Notes and Photographs on ‘An Introduction to Touching Paintings’

Begin in the Dark


Performance given on 29 November 2013

This performance piece is an exploration of the audience’s relationship and mine, both physically and psychologically, to the painted image on the wall. The traditional oil on canvas image is sacred and untouchable and yet our innate desire is to touch this object. It holds the meaning that we imbue it with, but somehow resists our knowing it in other ways.

In this performance I wanted to move with the audience from the environment and state of the art studio to a space that altered our perception of the art works.

The performance starts with darkness and we travel through different degrees of light to reveal the paintings and our experience of them. I begin with lighting candles and then explore the painting by touching it before moving behind it, bringing it slowly away from the wall that holds it. As I become more entwined in the painting I pull it off the wall and wrap myself in it. Once the painting is in a different relationship to us I invite another person to dance with me to electronic disco making a connection with an ecstatic club environment. We are holding large torches that flash across the paintings sporadically revealing them. The performance progresses with my inviting everyone present to dance and be with and in the presence of the paintings creating our art.

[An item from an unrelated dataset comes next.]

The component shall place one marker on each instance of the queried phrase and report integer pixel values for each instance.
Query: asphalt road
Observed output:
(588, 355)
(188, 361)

I staged this performance in a space with others that was not brightly lit with the suggestion that we will get more from more light. The candlelight and the music meant that the space for perceiving the paintings on the walls kept changing. When the viewers joined in the dance that brought a literal side to how their individual situations were a part of what they came to see. When I took the paintings down and wrapped myself in them and danced with them, that crossed a line and brought in a forbidden exciting experience – of touching the moving marks on the canvas with my own body.

Great master works of the Renaissance were often viewed with candlelight that changed throughout the day and evening. The viewers’ relationship to the work would have been influenced by this physical experience. It invited a psychological understanding of the work informed by flashes of the images, glimmering light and the moving or swaying of the viewers’ own bodies. The space between what viewers saw and what they remembered seeing was greater, allowing them to enlarge upon and reconfigure their own experience through time and memory.

I am currently interested in the overlapping nature of teaching, performance and the art object. Our relationship to art is potentially a dynamic one, but often what people remember is the visit to the gallery rather than the art works. Perhaps in a way the café is where art also happens – a place where people can experience a sense of communication absent from the experience of looking alone and silently at a work in a gallery.